Here is an interesting and very long discussion of Pearson’s plans for the future. It involves us all.

Rebecca Mead has written a brilliant blog post for “The New Yorker” explaining why parents plan to opt their children out of NewYork’s Common Core testing in 2014.

It Is as succinct an explanation as I have read, and it is vivid because the writer is a parent in a progressive public school that teaches students to think for themselves. The principal of the Brooklyn New School has spoken out against the cruel and unusual demands of the tests but she must comply, by law.

The parents, however, have a special interest: their children.

Mead begins:

“Anna Allanbrook, the principal of the Brooklyn New School, a public elementary school in Carroll Gardens, has long considered the period of standardized testing that arrives every spring to be a necessary, if unwelcome, phase of the school year. Teachers and kids would spend limited time preparing for the tests. Children would gain familiarity with “bubbling in,” a skill not stressed in the school’s progressive, project-based curriculum. They would become accustomed to sitting quietly and working alone—a practice quite distinct from the collaboration that is typically encouraged in the school’s classrooms, where learners of differing abilities and strengths work side by side. (My son is a third grader at the school.) Come the test days, kids and teachers would get through them, and then, once the tests were over, they would get on with the real work of education.

“Last spring’s state tests were an entirely different experience, for children and for teachers. Teachers invigilating the exams were shocked by ambiguous test questions, based, as they saw it, on false premises and wrongheaded educational principles. (One B.N.S. teacher, Katherine Sorel, eloquently details her objections on WNYC’s SchoolBook blog.) Others were dismayed to see that children were demoralized by the relentlessness of the testing process, which took seventy minutes a day for six days, with more time allowed for children with learning disabilities. One teacher remarked that, if a tester needs three days to tell if a child can read “you are either incompetent or cruel. I feel angry and compromised for going along with this.” Another teacher said that during each day of testing, at least one of her children was reduced to tears. A paraprofessional—a classroom aide who works with children with special needs—called the process “state-sanctioned child abuse.” One child with a learning disability, after the second hour of the third day, had had enough. “He only had two questions left, but he couldn’t keep going,” a teacher reported. “He banged his head on the desk so hard that everyone in the room jumped.”
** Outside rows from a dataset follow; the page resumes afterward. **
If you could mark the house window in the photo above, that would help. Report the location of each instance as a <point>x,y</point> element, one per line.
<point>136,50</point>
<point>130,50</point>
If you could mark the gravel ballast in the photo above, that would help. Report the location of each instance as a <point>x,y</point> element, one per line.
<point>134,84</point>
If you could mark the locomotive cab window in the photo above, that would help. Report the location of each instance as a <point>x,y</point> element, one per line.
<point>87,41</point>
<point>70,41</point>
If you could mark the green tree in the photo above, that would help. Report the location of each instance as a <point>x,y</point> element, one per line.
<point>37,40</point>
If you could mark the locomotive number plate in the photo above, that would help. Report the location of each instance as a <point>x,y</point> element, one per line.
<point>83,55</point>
Mead gets it. Read the whole article. Testing has spun out of control. It is consuming time and resources needed for teaching and learning.

This can’t continue. When little children are tested more than those who take the bar, you must know something is terribly wrong.
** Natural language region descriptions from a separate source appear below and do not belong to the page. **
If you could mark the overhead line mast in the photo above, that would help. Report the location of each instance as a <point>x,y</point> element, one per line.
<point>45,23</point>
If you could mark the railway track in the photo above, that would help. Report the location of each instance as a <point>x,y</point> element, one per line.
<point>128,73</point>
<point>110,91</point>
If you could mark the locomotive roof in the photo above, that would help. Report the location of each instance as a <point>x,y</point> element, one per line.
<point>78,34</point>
The school asks its fifth-grade students: “What are we willing to stand up for?”

The parents will answer this spring, not only at the Brooklyn New School, but in many schools and districts and states.

EduShyster, move over! Here comes someone writing in the same vein, though to be accurate, nobody tops EduShyster.

Here is Steve Nelson with a hilarious account of the events that are in store for corporate reform.

No one is spared!

It is a month-by-month account.

Here is his prediction for July:

“In an otherwise slow month for school-related news, Pearson Education announces the acquisition of the United States Department of Education. John Fallon, Pearson’s Chief Executive, appoints Arne Duncan as Chief Operating Officer for the new division. “Arne richly deserves this new appointment, as he has been working on our behalf for many years.” Doug Peterson, CEO of the McGraw-Hill Companies, asks the SEC to investigate, claiming, “I was pretty sure we had Duncan in our pocket. This is ridiculous.”